The first part of this talk covers our exploration of OS-level side channels on iOS, which are side channels exposed by public APIs. I will present the public APIs we found that caused cross-app side-channel leakages on iOS, and explain how they can be used to extract private user information (e.g., inferring foreground apps). I will also talk about our proposed countermeasures, which were integrated into iOS 11.1 and MacOS 10.13.1. In the second part of my talk, I will present our efforts on applying differential privacy to defeating streaming traffic analysis attackers. I will talk about how to adapt differential privacy mechanisms to add noise to the video streams.
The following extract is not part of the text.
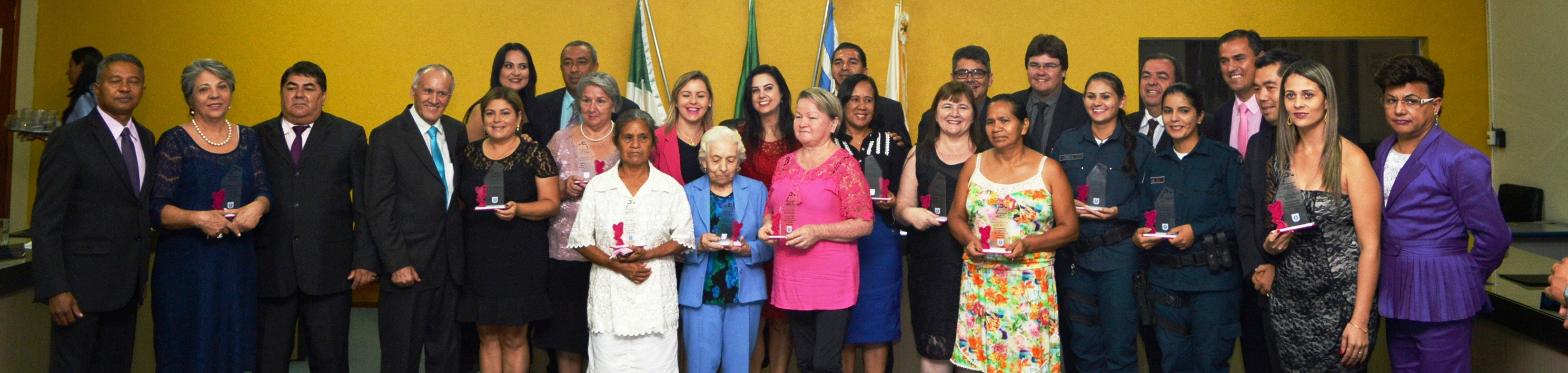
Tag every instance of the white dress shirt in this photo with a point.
(115, 127)
(446, 154)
Next, I will present our implementation of a Chrome extension, which adds differentially private noise to Youtube streaming traffic. I will discuss future research directions at the end of my talk.
Bio
Xiaokuan Zhang is a Ph.D. candidate at the Ohio State University. He graduated from Shanghai Jiao Tong University with the bachelor's degree in Computer Science in 2015. His research interest lies in the broad area of system security and privacy, including side channels, mobile security, IoT security, etc. He is one of the three winners worldwide to receive the 2020 NortonLifeLock (formerly Symantec) Graduate Fellowship. His papers were selected as the top 10 finalists of NYU Cyber Security Awareness Week (CSAW) applied research paper competition in 2016 and 2018, respectively, and his research has helped Apple mitigate side-channel attack surfaces in iOS. He has interned at Google and Microsoft Research.